In either case, the American public loses — badly.
Nonetheless, some venture so far as to claim that overpopulation does not exist, and never can on account of human innovation. They say that as populations increase, the quality of life will because people find ever more sophisticated ways to deal with the problems surrounding them.
There are methods of refuting this assertion, of course. Right now, what might be called the most obvious result of overpopulation insofar as the United States is concerned?
“It’s hard to choose,” Michael E. Arth, an urban designer and public policy analyst, tells The Washington Times Communities. In 2010, he launched a quixotic bid for Florida’s Democratic gubernatorial nomination. While this was not a success, it set the ball rolling for discussion about the role special interests play in politics.
On a more comprehensive level, Arth’s writings about overpopulation have attracted great controversy, but successfully raised interest about the subject.
He continues: “The top five are: 1. Fighting costly and counterproductive wars in the Middle East over oil, 2. Terrorism connected with U.S. meddling couple with high-birth rate Muslim countries experiencing “youth bulges” (too many unemployed young males who prone to stupidity and violence) 3. Immigration problems and 4. Sprawl and related traffic congestion. 5. Climate change and related natural disasters.”

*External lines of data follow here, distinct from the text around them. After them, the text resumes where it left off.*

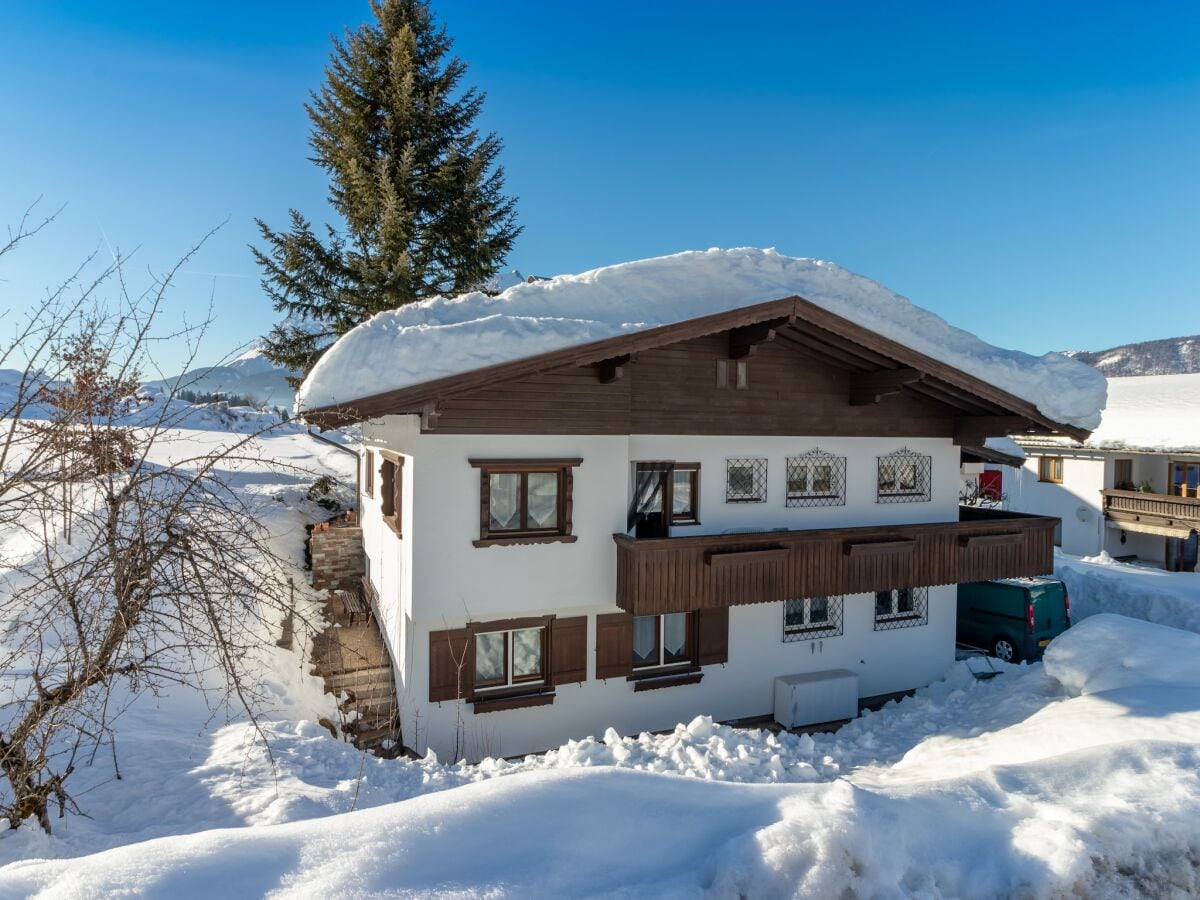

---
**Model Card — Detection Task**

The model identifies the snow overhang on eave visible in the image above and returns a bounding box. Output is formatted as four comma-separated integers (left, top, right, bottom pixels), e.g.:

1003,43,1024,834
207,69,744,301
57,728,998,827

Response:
299,295,1095,442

Jo Wideman is the executive director of Californians for Population Stabilization, perhaps the foremost group addressing overpopulation’s impact on American life. She explains to TWTC that “(t)hree decades ago the egregious air and water pollution that blighted the country – causing rivers to catch fire and cities to disappear behind a veil of eye-stinging smog – would have been the most obvious result of overpopulation.
“Today, the most obvious sign is never-ending urban sprawl – that is, cities that have expanded exponentially since World War II, and in the process devoured tens of thousands of square miles of farmland, open space, and wildlife habitat. In the five years from 2002 to 2007 alone, over seven million acres (11,000 square miles) of previously undeveloped land succumbed to the bulldozer’s blade – an area bigger than Massachusetts.
“In the 25 years from 1982 to 2007, the total area of developed land in America grew from 71 million acres (111,000 square miles) to 111 million acres (173,000 square miles). This latter area is equivalent to the states of Maine, New Hampshire, Vermont, Massachusetts, Connecticut, Rhode Island, Delaware, New York, and Pennsylvania, in other words, all of New England and then some. All of this land was developed from what was originally either agricultural land or natural habitat.
“There are many other consequences of overpopulation and individuals will experience them differently. For some Americans, the main concern may be with the time stuck in traffic jams. For others, it may be the loss of open space in their communities and associated recreational activities. Others may suffer illness because of air pollution.
“From an ecological perspective, perhaps the most significant impact is the loss of, and increased threats to, biodiversity. The Fish and Wildlife Service lists over 600 animals and over 800 plants as endangered or threatened in the United States. And, this loss of habitat due to human activity is by far the greatest threat to biodiversity.”
We live in an era where government is becoming more and more involved with our daily lives. Many opine that this is a good things, while others say just the opposite. Whatever the case, if the government could do one thing to deal with overpopulation in America, what should this be?
“A Voting Rights Amendment to the Constitution, because without this, our government will remain resistant to bringing the greatest good to the greatest number in the most efficient manner possible,” Arth says.
“The amendment should change our winner-take-all voting system to ranked choice voting and proportional representation with multi-member districts replacing gerrymandered, single-member districts. Private campaign financing should be replaced with very limited public campaign financing that includes websites with a lot of information about the candidates and very limited media advertising. We should also replace the Electoral College with direct, ranked-choice voting.”
Wideman is more concerned about the influence that immigration wields over our national future.
“America is already at replacement level fertility, but immigration rates are running 4-5 times replacement level,” she says. “That is immigration is 4-5 times greater than emigration. CAPS supports reducing the annual legal immigration intake to 300,000 and more effectively stopping illegal immigration through such workplace interior enforcement measures as E-Verify.
“Admitting 300,000 immigrants a year would still allow America to fulfill its role as a leader in the world and express our humanitarian values, while nudging us toward population stabilization.”